The most radioactive place on the planet now has its first ever tourist hostel. Located in the heart of the Chernobyl exclusion zone, the new hostel reportedly welcomes tourists from across the globe to explore the area that was devastated by one of the most catastrophic nuclear disasters in human history.
Although the hostel is currently not fully operational, it is reportedly already in high demand and has been fully booked since it opened its doors to tourists. So far, travellers from US, Japan, Belgium and Ireland have already made their way to the hostel. The hostel is the Ukrainian government's initiative and is aimed at boosting tourism in the country.

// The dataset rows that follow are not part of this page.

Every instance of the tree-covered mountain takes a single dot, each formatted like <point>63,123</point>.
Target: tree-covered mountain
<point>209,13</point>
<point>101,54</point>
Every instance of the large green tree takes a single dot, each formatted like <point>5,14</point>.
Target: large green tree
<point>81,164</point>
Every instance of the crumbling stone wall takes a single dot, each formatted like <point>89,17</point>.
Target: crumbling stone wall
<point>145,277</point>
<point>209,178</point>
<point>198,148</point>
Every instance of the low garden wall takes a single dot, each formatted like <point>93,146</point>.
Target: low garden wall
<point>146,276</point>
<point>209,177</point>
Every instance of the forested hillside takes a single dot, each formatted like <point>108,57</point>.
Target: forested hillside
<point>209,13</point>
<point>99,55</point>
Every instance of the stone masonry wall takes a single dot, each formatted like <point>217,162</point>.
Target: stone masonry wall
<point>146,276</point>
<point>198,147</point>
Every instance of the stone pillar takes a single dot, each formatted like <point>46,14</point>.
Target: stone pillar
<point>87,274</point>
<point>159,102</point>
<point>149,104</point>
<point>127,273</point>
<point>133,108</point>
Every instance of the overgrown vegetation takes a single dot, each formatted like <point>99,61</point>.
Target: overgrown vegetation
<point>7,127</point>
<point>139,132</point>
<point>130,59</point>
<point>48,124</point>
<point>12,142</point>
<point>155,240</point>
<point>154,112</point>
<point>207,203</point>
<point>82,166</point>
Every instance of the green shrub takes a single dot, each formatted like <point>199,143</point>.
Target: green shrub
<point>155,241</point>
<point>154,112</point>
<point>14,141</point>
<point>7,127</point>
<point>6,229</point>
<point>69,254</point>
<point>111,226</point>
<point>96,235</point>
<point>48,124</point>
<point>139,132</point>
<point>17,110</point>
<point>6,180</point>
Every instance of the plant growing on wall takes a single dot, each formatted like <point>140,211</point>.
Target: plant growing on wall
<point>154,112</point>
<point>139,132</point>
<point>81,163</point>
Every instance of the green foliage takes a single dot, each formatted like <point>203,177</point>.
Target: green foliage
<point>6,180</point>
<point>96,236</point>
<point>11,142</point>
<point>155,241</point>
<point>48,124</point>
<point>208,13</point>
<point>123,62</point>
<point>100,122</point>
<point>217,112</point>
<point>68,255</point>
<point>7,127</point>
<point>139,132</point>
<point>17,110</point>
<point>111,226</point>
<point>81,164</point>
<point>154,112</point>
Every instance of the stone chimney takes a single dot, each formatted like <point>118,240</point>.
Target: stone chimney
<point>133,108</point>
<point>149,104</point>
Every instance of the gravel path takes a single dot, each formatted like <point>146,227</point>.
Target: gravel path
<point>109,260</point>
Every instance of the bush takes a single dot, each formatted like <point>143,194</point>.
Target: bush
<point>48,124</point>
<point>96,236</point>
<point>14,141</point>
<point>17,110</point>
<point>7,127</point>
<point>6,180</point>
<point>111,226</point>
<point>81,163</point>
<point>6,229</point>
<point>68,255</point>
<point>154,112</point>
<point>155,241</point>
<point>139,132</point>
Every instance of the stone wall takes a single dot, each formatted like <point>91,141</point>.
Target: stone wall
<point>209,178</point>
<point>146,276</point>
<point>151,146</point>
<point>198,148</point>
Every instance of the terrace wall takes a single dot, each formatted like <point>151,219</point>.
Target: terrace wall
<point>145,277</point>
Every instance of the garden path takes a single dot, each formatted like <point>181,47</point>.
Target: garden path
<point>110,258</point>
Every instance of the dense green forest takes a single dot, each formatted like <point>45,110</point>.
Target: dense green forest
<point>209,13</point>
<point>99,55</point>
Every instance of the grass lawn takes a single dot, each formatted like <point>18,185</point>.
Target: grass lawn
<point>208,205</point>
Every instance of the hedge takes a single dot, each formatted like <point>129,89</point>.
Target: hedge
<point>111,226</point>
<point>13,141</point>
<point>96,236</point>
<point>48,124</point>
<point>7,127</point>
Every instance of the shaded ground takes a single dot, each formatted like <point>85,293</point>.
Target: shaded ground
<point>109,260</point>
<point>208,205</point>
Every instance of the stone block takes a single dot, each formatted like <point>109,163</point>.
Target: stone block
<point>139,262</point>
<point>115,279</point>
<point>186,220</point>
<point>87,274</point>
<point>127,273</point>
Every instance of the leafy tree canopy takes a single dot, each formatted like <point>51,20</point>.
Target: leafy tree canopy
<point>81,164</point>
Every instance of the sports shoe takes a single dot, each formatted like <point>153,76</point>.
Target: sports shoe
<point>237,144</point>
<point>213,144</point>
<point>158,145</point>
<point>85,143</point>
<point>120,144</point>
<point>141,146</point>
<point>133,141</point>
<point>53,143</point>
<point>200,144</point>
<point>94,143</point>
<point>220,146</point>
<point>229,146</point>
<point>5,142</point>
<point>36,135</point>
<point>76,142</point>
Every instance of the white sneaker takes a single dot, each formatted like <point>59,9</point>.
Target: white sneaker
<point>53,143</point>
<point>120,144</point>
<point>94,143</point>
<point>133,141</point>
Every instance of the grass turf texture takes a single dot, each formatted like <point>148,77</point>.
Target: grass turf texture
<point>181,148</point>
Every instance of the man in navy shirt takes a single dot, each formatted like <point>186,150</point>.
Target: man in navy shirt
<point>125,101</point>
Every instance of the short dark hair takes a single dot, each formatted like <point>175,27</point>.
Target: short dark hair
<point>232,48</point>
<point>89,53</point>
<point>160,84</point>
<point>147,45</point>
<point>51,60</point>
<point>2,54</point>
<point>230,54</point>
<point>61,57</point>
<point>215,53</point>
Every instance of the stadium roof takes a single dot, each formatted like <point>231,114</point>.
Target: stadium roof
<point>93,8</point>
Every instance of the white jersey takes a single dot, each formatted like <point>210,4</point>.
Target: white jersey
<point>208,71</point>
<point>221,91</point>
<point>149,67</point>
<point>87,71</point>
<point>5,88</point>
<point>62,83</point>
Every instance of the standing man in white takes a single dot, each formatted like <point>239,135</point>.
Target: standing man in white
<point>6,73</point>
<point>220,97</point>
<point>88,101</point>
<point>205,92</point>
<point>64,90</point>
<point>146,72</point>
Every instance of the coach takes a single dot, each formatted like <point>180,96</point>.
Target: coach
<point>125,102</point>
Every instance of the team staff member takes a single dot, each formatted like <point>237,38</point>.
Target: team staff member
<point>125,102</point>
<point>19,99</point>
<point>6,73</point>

People come here from all countries, they want to understand what Chernobyl is," Ukranian administrator Svetlana Grishchenko told RT. "We almost don't have any vacant rooms."
The hostel can currently accommodate around 50 people. However, once renovations are complete, it will have a total of 102 beds in single and double rooms. A one-night stay in the hostel currently costs 198 Ukrainian Hryvnia (UAH) ($7.60, £5.95) per person. The hostel, which was formerly a Soviet dormitory, has been refurbished so that each room includes a plasma TV, a shower unit, a toilet, Wi-Fi and modern furniture.
Visitors are allowed within the exclusion zone only for short periods of time. The area, which saw thousands evacuated after a nuclear meltdown in 1986, covers around 1,000 square miles and remains largely unpopulated till date, although most of the area is now considered to be relatively safe. Chernobyl's reactor remains covered under a steel and concrete sarcophagus, which currently traps 16 tonnes of uranium and plutonium and 30 tonnes of highly contaminated dust.